Thursday, August 25, 2011
The Reunion
Sitting in the back yard, taking in the sounds and smells of the world around me with a keen new sense of appreciation. I reflect with an overwhelming rush of gratitude, the kind of rush I used to seek through booze and blow, except now without the guilt and shame of addiction and affliction. I felt a sort of body buzz, like the fingers and toes of every tiny nerve in my body were stretching out and reaching for more of this feeling, like a new born baby reaching for it's mother. As I embraced this buzz, I almost missed the vibrating of my cell phone from the pocket of my blue jeans. The realization that it wasn't organic, but electronic, abruptly took me out of my zone.

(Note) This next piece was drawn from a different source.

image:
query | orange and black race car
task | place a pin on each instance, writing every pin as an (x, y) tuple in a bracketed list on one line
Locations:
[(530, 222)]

I looked down at my phone, it read: Text Msg. A local number, but one I didn't recognize. I opened the body to read the message. A simple period. Nothing more. A goddamn punctuation mark. A back and forth of question marks and nonsense followed, seemingly becoming a game of cat and mouse that I was losing patience for. As the typing tryst was coming to an end, the stranger on the other side signed off with startling and familiar phrase. "Have a festive day" the message read. My heart fell out of my chest. The air emptied from my lungs. All of my body parts stopped working one by one, as if I was gradually becoming paralyzed by fear, excitement, panic, and a rebirth of hope that could never be explained in any prose or publication. I was unclear of her motives or desires, and focused on one thing and one thing only. She was back. I didn't care if she was back for just a brief moment, to whisper her displeasure and hatred and then vanish to a world free of my name, my face, my memory. At this second, right now, she is back......and I felt whole again, if just for that moment.
Rude Awakening
I was laying flat faced and broken on a cold metal dive-in, the familiar stench of body odor and mildew concentrated the air. After a few minutes of haze and confusion, I shook the cobwebs and quickly realized where I was, this wasn't my first stay in the house of guilt and shame. The City of Boulder's police department is a state of the art facility, in a quiet posh town, full of 30 or so cookie cutter Officer Krumpky's ever so stricken with their God given authority to judge and police us lesser mortals. The reason for my stay was yet to be determined, but I knew I would be shortly made aware of my evils. I paced my jail cell waiting for reckoning; anxiety, fear, and an unhealthy excitement rushed painfully through my body. The second hand of the time keeper echoed in my skull. Time seemed to pass in slow motion, as if this feeling of suffering was part of the judgement yet to come. They say that the anticipation of death is worse than death itself, as far as I was concerned at that moment, death would be an undeserved gift I was prepared to beg for.......as the details of the last twenty hours started rushing back to my brain like water through a floodgate.
Thursday, August 18, 2011
Day one.....
It seems appropriate I guess....whether one person or a thousand read whatever this is to become, that I preserve this journey that I am on, and share as much of my struggles and accomplishments as I can bear......In hopes to keep me on the path that I have set forth for myself.